So do you know of a table editor designed for parallel texts? Before I discovered InterText I had given up on Excel, Word, and a few dedicated table editors I had found. I wound up writing a relational database program that organizes parallel texts into a locked sequence of paragraphs, that allows for an arbitrary number of sentences per paragraph, per text, and that lets me annotate each text separately, sentence by sentence. My program works well enough, much better (for me) than a generic table editor, but it doesn't offer anywhere near the efficiencies of InterText for moving things around, combining and separating them, etc.

So for now, I will bite the bullet and use InterText to manually re-segment each original-language/translation pair in turn. I've used a custom export to add segment/paragraph numbers to the source plain text file containing the original language text. That makes it much quicker to re-segment the original, and then I can go ahead and line up the translation with it.

So again, thanks very much for this software. Were I to be making feature requests—which I would be out of place to do—these would be:

  1. Columns displaying the sentence and paragraph numbers for both texts, updated as the user moves/splits/combines sentences and adds or deletes paragraph marks. The numbering of segments at the far left is already very helpful.
  2. Highlighting for segments that have unequal numbers of elements on the two sides. 2:2, 3:3, segments, etc., would not be highlighted, but 2:3, 1:4, etc. would be highlighted.
  3. Of course, I would like the option to export and import segmentation, perhaps using something as simple as two blank lines as the default segment delimiter in plain text files. During import of files containing segmentation delimiters the program would require the user to identify the file whose segmentation will be preserved (only one file's segmentation scheme could be controlling, naturally).
wanthalf commented 1 year ago

Hm. Still not clear what exactly you want to achieve. If you want to align to some predefined/inherent units of the source text, you can just pre-define them in advance and then keep the alignment fixed to the units on the source side. E.g. you can keep the rows so that there is always exactly one paragraph on the source side and you only modify and re-segment the target text to fit the source paragraphs (and possibly break into smaller units where necessary). That is quite easy.

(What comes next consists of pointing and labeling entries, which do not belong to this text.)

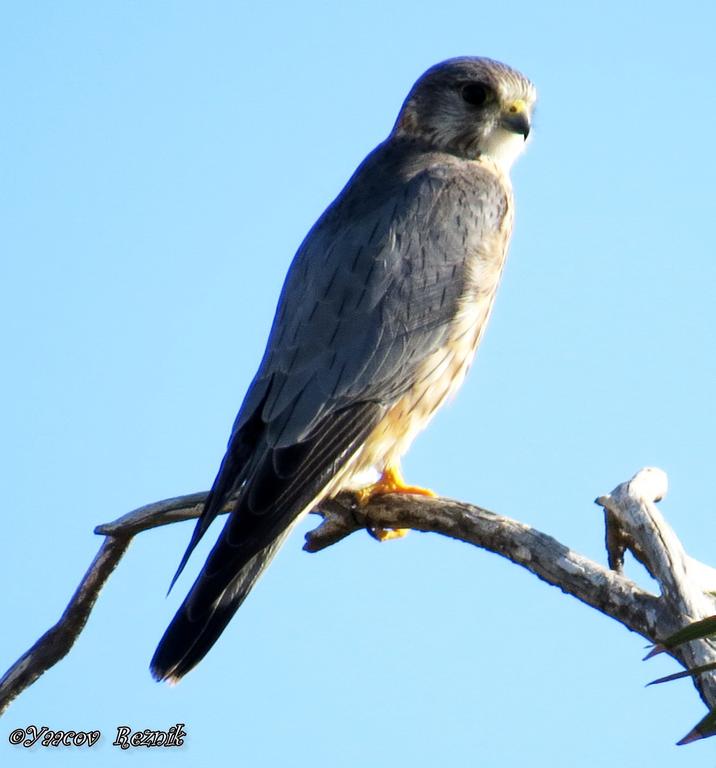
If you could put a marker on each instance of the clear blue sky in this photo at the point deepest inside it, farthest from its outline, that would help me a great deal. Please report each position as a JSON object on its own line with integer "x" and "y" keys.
{"x": 159, "y": 164}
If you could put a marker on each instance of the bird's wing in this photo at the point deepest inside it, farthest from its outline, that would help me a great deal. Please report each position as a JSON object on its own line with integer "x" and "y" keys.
{"x": 371, "y": 292}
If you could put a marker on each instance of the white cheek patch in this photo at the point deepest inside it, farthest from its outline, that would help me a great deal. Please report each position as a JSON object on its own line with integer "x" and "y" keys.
{"x": 503, "y": 147}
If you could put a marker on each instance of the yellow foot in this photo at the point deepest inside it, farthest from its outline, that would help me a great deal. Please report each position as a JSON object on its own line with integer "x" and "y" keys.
{"x": 391, "y": 481}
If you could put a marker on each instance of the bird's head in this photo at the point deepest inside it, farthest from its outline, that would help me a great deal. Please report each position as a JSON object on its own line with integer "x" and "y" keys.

As for export: the ParaConc and TMX exporters show how to insert alignment segments into the exported files. But you do not need to export anything in order to import it back into InterText again. InterText keeps the inherent segmentation of the texts even if you change it while editing it within alignment with one of the target texts. The text is always kept in one instance only, so that a change of its structure always affects all its alignments (InterText only ensures that it does not break any of the other alignments and warns you if it does). It only separates the alignment grouping, but not the inherent structures of the texts.

As for the feature requests:

  1. Sentence and paragraph numbers are shown on mouseover. I have not thought about them being so important to occupy the space of the table view, but technically it would not be a big problem, just another "display option".
  2. Highlighting of segments with unequal amount of elements would definitely not be any problem, just a minor modification and a new option. But maybe someone else would prefer other option and it would be worth to do it more generally? I do not know. There has not been such a request yet.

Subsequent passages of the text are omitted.